Badra Gaaloul the author of the report attributed the rise of “Terrorism in Tunisia” specifically and in Arab Spring countries like Libya and Egypt, to the “deteriorating security and the rise of extremist religious thinking” in those countries. The report argued that three years after the Tunisian revolution that deposed the Tunisian dictator Zainulabedine Ben Ali, the country has yet to shift to stable democratic governance under the Islamist group Ennahda.
The reason for that, Gaaloul argues is the excessive freedoms that weakened the central government and because of the soft treatment of extremist groups that at the end strengthened their numbers and power in the country.
One stark example Gaaloul put forth in her report is the general amnesty the government issued for extremist elements which enabled men like “Saifuallah Ben Hussien” also known as “Abu Ayyad” as a an evidence of the Islamist government soft treatment of extremist elements in the country.
Abu Ayyad has since his release from prison established an “extremist group” called Ansar Al Sharea” based in the city of Qirawan and boast of 20,000 members strong according to the report.
Tunisia is grabbling with the rise of Salafist Jihadist groups within its borders and the extensive participation of young Tunisian men in the war in Syria and Iraq.

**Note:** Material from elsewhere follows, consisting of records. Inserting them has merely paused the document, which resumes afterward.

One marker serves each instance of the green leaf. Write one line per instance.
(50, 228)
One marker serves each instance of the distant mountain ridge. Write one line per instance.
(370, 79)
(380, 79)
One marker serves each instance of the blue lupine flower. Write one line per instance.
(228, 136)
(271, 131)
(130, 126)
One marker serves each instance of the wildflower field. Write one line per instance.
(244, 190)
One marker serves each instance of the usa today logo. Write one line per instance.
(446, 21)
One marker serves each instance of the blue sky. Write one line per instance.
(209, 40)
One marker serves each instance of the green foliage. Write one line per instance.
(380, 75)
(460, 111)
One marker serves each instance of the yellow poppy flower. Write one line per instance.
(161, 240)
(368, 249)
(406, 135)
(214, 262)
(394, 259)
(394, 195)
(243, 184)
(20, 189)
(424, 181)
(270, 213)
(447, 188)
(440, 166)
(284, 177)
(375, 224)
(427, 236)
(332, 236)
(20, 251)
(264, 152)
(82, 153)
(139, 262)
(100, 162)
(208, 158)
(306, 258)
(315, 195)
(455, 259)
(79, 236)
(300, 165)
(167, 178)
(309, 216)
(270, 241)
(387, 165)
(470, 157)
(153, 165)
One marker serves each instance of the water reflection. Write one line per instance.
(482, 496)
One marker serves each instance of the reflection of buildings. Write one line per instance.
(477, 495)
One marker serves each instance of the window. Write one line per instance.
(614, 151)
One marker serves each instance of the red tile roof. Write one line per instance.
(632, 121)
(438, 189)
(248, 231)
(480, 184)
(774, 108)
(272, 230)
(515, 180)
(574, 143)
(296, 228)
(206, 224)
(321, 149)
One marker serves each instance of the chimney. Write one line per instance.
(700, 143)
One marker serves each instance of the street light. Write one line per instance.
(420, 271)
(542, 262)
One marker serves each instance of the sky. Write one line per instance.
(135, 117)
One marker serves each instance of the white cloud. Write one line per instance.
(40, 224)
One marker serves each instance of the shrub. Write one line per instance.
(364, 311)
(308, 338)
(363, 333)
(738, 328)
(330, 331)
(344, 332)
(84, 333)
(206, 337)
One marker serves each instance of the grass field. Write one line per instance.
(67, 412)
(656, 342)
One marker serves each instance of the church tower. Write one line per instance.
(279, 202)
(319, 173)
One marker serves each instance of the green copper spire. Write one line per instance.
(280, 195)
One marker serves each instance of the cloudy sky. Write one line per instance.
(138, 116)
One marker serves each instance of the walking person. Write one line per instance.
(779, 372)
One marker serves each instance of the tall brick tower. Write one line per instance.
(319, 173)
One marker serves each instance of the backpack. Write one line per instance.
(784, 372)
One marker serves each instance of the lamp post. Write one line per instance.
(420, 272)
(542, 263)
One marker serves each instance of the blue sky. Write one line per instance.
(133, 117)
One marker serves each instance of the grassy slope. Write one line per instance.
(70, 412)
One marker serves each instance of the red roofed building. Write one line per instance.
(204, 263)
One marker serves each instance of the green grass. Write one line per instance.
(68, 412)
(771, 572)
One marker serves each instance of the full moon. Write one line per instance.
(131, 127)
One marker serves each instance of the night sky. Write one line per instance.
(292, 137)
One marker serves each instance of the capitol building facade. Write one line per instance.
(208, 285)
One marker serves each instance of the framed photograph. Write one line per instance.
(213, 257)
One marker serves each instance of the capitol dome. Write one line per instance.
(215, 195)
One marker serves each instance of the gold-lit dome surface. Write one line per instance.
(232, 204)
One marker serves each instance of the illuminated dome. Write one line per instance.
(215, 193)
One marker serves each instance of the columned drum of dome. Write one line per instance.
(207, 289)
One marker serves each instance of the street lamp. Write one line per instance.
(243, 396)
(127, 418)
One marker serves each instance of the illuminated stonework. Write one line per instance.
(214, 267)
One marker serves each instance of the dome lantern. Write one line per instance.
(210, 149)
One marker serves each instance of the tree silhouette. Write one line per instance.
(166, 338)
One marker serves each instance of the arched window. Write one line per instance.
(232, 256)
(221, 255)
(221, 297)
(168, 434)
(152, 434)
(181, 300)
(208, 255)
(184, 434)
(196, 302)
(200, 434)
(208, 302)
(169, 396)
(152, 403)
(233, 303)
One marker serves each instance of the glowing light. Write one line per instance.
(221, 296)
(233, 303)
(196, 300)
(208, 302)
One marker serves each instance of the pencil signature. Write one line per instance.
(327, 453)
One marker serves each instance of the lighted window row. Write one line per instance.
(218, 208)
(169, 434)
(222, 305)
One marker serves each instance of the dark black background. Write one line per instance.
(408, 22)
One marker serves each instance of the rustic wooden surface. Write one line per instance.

According to published regional press reports there are about 3000 Tunisian men fighting in Syria alongside different extremist terrorist groups like the” Islamic State” also known as ISIS or ISIL and Al Nusra Front.
But the Tunisian government, however, argues otherwise and says that it does crackdown on terrorist and extremist elements in the country. Prime Minister Mehdi Jomaa told Reuters earlier this week that his government had arrested about 1,500 suspected jihadists this year alone as part of its crackdown on extremist groups in the country.
Part of the gathering security problems that the government is facing is the proliferation of unrest in neighboring Libya which has descended into chaos and became a failed state in the aftermath of its own revolution that deposed long time dictator Moammar Qaddafi in 2011.
Jomaa told Reuters that “Since the beginning of this year, we have arrested about 1,500 terrorism suspects. They will face justice in the coming months, including 500 who will be tried this month.”
Jomaa also said that the main problem his country is facing is that it is surrounding by Jihadists groups from all sides who coordinate their operations from Libya. Meanwhile, the United States, for its part, has said that it will help Tunisia combat terrorism by providing $60 million in military gear and anti-terrorism training.
But for Gaaloul the government is not doing enough and is actually part of the problem not the solution. She states in the report that “many voices in Tunisia accuse the Islamist government of having an established relationship with the extremist groups.” She also argues, in addition, that many in Tunisia ago as far as classify the extremist organizations as the militant arm of the Muslim Brotherhood organization.”